Marx's crisis theory

Philip Ferguson plf13 at
Tue Dec 18 14:32:42 MST 2001

Hi Karl,

your equation for the rate of profit is wrong.  The rate of profit is s/(c
+ v), ie surplus value divided by the sum of constant capital (machines,
raw material, buildings etc) and variable capital (expended on
labour-power).  Thus when you rightly note the tendency for constant
capital to displace variable capital (which is the source of
surplus-value), it should have been clear that the result would be to
depress the rate of profit.

Marx's crisis theory is contained in vol 3 of 'Capital'.  Since few
Marxists bother to read vol 1, let alone 2 and 3, all kinds of
neo-Keynesian ideas are often put forward under the claim of being Marxist
explanations.  Marx explains clearly that the law of the tendency of the
rate of profit to fall is the "most important law of modern political
economy" (quote from the 'Grundrisse', another sadly under-read vital text)
and spends a good 50 pages going into it in vol 3.

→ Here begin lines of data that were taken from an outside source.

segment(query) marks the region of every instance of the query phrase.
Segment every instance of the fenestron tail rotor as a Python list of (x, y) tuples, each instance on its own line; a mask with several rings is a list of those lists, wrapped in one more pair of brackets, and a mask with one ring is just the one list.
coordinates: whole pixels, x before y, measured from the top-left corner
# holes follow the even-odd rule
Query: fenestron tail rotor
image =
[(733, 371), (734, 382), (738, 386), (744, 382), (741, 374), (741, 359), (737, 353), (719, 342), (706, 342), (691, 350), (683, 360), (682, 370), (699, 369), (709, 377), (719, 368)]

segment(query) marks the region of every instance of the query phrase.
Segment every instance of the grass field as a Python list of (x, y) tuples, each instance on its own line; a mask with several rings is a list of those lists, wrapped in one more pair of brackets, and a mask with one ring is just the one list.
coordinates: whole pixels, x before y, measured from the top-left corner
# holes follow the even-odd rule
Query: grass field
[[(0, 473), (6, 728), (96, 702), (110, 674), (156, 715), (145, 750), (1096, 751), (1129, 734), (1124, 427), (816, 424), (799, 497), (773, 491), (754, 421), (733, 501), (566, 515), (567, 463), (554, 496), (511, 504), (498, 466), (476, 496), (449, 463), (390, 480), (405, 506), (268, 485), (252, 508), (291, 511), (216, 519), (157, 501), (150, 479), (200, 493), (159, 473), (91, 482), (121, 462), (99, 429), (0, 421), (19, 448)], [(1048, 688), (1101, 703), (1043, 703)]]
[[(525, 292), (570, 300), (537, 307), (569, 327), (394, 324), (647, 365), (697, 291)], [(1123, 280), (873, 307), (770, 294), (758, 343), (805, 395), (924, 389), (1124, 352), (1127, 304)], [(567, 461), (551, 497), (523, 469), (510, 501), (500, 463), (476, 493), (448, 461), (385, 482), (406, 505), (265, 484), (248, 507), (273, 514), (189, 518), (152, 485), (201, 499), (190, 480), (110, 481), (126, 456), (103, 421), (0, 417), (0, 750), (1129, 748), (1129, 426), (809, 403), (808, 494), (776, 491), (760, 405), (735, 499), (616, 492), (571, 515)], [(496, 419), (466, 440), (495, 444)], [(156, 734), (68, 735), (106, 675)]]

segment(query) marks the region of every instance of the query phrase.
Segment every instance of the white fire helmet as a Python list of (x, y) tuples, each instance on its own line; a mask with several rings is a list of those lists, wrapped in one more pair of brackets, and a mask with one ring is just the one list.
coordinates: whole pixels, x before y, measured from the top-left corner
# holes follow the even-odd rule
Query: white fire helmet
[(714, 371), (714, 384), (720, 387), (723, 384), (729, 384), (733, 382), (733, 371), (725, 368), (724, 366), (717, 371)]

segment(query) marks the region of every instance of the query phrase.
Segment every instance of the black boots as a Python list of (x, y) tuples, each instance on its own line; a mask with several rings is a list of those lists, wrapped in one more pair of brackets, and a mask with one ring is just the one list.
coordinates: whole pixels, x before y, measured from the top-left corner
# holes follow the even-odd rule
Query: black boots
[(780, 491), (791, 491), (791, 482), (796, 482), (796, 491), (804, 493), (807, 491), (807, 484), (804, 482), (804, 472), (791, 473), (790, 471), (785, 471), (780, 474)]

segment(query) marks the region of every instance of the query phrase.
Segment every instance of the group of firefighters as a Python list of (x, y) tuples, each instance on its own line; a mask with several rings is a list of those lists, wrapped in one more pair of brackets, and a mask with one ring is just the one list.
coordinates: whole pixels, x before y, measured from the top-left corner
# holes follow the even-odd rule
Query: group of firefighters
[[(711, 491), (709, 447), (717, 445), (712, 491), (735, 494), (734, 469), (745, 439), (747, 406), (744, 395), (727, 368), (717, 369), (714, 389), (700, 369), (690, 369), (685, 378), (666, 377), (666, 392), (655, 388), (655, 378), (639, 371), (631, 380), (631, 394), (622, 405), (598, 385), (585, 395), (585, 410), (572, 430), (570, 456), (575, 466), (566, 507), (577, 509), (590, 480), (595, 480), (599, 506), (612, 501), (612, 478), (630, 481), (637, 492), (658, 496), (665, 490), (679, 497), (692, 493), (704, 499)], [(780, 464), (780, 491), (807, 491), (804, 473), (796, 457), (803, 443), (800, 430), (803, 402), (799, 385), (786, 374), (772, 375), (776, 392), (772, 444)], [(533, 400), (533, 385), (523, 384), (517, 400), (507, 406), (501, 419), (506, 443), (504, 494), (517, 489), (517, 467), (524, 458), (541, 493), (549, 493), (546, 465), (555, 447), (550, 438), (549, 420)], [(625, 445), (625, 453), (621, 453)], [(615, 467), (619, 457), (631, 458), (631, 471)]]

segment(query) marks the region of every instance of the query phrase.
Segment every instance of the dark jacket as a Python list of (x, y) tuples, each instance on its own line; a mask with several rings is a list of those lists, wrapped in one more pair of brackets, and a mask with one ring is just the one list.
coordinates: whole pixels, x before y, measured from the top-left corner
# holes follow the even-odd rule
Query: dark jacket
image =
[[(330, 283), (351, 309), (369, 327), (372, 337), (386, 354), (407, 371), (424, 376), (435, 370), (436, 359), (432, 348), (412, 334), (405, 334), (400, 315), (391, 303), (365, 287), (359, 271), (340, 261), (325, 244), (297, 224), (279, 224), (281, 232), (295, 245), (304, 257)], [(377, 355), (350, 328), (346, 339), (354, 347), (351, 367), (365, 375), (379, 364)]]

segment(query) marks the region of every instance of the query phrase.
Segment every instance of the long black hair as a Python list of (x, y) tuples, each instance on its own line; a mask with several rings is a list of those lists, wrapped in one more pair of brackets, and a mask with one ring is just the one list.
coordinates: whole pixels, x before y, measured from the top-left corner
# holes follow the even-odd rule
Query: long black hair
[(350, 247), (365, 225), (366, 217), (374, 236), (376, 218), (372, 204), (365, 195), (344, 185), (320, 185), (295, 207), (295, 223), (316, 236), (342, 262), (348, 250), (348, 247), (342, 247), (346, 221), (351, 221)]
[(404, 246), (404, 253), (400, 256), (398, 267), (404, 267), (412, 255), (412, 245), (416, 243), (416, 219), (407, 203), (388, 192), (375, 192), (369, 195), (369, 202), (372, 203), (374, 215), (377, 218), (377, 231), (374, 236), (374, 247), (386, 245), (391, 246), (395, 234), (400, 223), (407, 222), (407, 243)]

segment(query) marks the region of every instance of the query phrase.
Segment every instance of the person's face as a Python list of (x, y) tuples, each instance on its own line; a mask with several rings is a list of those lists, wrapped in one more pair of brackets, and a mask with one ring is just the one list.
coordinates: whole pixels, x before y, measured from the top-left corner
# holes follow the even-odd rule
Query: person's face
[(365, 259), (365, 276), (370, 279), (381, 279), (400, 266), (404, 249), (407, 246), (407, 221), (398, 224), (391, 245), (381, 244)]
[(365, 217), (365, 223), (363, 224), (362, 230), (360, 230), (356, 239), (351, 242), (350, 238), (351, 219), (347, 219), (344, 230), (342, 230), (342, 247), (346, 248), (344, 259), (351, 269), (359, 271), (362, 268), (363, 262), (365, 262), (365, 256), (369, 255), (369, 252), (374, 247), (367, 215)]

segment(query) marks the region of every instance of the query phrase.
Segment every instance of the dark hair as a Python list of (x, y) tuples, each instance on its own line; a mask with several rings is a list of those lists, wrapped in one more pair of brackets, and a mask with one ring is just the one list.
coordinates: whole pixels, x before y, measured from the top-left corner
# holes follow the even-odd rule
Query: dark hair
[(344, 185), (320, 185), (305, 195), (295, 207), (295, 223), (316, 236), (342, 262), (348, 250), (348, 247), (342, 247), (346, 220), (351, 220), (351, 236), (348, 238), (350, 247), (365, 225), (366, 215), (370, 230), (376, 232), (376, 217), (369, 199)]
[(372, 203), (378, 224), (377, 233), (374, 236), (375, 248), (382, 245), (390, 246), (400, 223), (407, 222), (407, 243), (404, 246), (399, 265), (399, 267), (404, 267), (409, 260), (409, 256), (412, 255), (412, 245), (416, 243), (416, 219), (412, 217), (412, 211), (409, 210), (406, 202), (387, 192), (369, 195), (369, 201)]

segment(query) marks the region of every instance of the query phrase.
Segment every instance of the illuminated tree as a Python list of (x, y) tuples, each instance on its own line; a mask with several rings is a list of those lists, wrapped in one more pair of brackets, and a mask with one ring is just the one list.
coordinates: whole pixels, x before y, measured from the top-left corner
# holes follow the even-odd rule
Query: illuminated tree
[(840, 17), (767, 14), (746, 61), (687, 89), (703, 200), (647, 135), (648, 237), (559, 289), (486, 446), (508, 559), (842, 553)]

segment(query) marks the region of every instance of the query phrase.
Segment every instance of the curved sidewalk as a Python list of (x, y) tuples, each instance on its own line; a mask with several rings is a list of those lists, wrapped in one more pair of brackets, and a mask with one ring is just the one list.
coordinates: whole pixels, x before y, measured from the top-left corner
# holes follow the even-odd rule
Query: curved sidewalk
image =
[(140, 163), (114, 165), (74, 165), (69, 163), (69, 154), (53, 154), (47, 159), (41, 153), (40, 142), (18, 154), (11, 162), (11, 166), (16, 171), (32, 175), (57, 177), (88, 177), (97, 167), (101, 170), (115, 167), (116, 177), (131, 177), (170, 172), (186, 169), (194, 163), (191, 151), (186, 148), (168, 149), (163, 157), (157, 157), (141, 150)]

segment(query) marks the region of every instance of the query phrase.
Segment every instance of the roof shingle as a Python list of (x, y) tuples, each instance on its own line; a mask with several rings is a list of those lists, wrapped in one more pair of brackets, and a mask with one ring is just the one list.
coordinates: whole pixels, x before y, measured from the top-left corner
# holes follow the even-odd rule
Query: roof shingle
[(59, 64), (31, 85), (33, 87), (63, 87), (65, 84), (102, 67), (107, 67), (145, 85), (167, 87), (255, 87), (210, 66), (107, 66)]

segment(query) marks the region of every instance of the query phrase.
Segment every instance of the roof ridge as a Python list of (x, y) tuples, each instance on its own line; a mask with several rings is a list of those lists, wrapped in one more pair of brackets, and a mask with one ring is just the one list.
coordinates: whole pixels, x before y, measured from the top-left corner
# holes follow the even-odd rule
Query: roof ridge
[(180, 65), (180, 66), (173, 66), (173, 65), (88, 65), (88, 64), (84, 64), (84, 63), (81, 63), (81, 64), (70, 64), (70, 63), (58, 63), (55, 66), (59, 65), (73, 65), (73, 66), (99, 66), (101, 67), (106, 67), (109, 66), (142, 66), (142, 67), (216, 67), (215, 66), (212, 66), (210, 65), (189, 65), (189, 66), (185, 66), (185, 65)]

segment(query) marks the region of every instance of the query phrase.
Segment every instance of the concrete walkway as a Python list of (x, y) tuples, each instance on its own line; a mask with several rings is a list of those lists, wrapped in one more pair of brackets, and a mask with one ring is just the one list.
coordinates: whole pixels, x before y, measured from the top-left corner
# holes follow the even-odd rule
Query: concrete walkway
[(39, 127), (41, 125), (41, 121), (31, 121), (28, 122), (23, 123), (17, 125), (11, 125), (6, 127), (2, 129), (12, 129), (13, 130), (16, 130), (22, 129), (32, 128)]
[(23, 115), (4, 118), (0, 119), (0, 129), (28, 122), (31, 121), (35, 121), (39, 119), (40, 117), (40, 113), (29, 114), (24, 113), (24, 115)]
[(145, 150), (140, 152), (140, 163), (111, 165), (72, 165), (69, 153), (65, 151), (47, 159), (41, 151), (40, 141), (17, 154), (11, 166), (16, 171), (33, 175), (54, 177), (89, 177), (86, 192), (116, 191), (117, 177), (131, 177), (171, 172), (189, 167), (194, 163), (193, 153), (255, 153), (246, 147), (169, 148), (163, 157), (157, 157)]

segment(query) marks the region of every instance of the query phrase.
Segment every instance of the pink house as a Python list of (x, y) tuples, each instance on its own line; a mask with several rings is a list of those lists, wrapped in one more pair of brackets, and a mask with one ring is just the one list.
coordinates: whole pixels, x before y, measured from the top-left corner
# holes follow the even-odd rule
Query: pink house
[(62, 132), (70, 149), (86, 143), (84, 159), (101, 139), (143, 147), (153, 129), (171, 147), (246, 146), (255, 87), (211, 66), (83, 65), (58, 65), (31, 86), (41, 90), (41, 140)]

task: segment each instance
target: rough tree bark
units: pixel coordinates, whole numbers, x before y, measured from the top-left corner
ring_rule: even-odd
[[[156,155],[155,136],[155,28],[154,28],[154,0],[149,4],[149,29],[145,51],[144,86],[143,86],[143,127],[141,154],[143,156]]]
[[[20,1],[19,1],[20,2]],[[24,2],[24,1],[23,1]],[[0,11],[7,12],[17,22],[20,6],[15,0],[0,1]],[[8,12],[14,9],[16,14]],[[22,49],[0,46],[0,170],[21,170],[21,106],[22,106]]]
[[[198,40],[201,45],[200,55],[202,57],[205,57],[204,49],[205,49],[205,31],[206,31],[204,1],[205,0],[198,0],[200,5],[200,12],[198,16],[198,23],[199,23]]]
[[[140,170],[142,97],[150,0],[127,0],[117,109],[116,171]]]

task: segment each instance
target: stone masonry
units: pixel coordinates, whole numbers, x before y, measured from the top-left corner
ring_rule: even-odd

If you want some good post-Marx work, check out anything on political
economy by Paul Mattick (snr), Henryk Grossman's 'Law of Accumulation. . .'
(the first book ever published by the Frankfurt School, back in 1929, and
finally published in English around 1992 by Pluto), Tom Kemp's 'Marx's
"Capital" Today' (New Park, 1980).  Some of Ernest Mandel is also OK,
although Mandel has the annoying habit of tryng to reconcile Marx with
whatever radical fad is current in bourgeois political economy.